Standard abbreviations
- ISO 4: Stud. Z. Rechtswiss. Heidelb.

Indexing
- ISSN: 2629-7132

Links
- Journal homepage;

= Studentische Zeitschrift für Rechtswissenschaft Heidelberg =

The Studentische Zeitschrift für Rechtswissenschaft Heidelberg ("StudZR"; English: "Heidelberg Law Review") is a law review published by an independent group of law students at Heidelberg University (Germany). It was established in 2004, making it the oldest German student law review.

To celebrate its 10th anniversary a symposium was organized in June 2014 under the patronage of the Baden-Württemberg Ministry of Science, Research and Art.

In 2024, a symposium to celebrate the 20th anniversary was held.
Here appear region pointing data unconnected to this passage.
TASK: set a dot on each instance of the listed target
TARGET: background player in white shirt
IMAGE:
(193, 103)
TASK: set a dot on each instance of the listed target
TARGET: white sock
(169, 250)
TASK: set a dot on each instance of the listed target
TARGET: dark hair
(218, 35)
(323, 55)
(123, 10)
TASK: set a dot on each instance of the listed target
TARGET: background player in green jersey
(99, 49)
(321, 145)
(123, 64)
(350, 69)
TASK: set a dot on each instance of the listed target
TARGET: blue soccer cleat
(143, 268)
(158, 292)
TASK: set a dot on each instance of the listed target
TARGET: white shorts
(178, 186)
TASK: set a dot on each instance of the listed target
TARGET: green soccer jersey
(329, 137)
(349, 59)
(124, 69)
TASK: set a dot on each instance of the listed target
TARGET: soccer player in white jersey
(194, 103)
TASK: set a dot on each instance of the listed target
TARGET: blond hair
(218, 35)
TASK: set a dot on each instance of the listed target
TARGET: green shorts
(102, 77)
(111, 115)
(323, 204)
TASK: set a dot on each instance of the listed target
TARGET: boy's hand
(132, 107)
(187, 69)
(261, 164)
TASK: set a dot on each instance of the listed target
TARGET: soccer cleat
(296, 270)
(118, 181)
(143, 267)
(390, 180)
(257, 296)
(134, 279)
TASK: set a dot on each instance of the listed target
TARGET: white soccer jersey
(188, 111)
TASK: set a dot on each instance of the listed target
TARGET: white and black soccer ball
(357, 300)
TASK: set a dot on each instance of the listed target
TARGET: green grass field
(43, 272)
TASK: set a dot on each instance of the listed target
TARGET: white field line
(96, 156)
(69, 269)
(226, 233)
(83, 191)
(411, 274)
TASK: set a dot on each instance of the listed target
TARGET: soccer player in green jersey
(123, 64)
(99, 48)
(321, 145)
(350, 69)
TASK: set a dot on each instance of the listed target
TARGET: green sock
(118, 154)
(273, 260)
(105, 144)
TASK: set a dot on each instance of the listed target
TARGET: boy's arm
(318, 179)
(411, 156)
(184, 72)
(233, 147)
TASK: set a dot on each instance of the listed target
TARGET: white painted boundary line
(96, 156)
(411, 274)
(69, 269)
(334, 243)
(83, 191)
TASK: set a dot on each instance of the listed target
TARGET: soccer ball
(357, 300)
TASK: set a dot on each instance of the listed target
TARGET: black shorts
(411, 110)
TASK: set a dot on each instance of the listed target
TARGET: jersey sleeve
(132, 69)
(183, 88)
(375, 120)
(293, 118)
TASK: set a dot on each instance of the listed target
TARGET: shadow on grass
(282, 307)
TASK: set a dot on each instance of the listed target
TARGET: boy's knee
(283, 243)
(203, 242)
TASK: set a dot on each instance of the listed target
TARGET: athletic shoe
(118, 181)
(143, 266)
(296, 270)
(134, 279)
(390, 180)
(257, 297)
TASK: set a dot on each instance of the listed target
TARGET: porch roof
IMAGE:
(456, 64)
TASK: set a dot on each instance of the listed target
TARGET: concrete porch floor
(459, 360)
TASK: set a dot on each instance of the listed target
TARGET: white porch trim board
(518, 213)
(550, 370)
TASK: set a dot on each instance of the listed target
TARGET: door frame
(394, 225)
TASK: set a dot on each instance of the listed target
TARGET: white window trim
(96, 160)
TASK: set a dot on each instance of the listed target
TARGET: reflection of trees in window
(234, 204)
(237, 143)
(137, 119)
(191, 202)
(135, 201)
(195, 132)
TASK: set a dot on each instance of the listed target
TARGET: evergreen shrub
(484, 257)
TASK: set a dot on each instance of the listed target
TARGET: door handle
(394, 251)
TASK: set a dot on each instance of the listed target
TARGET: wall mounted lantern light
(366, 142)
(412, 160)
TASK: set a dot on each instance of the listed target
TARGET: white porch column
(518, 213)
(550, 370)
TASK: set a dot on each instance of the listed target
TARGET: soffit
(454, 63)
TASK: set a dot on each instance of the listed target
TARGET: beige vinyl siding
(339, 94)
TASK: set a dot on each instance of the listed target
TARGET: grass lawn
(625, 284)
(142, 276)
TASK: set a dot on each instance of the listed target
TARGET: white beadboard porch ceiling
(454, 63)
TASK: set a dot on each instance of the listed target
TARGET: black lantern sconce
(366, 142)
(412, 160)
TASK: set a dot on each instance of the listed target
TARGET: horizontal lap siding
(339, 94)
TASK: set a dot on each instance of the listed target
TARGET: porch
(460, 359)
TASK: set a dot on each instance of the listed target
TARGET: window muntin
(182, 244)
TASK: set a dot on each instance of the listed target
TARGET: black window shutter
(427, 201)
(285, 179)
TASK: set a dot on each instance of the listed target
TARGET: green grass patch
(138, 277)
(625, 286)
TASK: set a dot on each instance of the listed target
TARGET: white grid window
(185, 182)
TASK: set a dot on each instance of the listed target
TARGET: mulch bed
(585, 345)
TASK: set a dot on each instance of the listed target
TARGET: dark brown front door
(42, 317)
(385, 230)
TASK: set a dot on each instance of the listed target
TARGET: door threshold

The symposium resulted in a special issue comprising articles based on the lectures and panel discussions, along with an additional English-language contribution analysing the relationship between StudZR and U.S. law reviews.

== Content ==
The journal comprises two separate publications with different objectives. The bi-annual StudZR Ausbildung print edition focuses on study-related topics such as case solutions based on previous law exams from Heidelberg University, essays concerning exam techniques as well as jurisprudence and textbook reviews. The StudZR Wissenschaft Online (WissOn) website includes classic legal articles, analyses of recent court cases and book reviews.

== Organisation ==
The editorial board comprises around 50 law students, articled clerks, and post-graduate PhDs who manage the entire editing and publishing process as well as marketing and sponsorship functions. The journal is headed by an editor-in-chief, a chief of marketing and a chief of finance.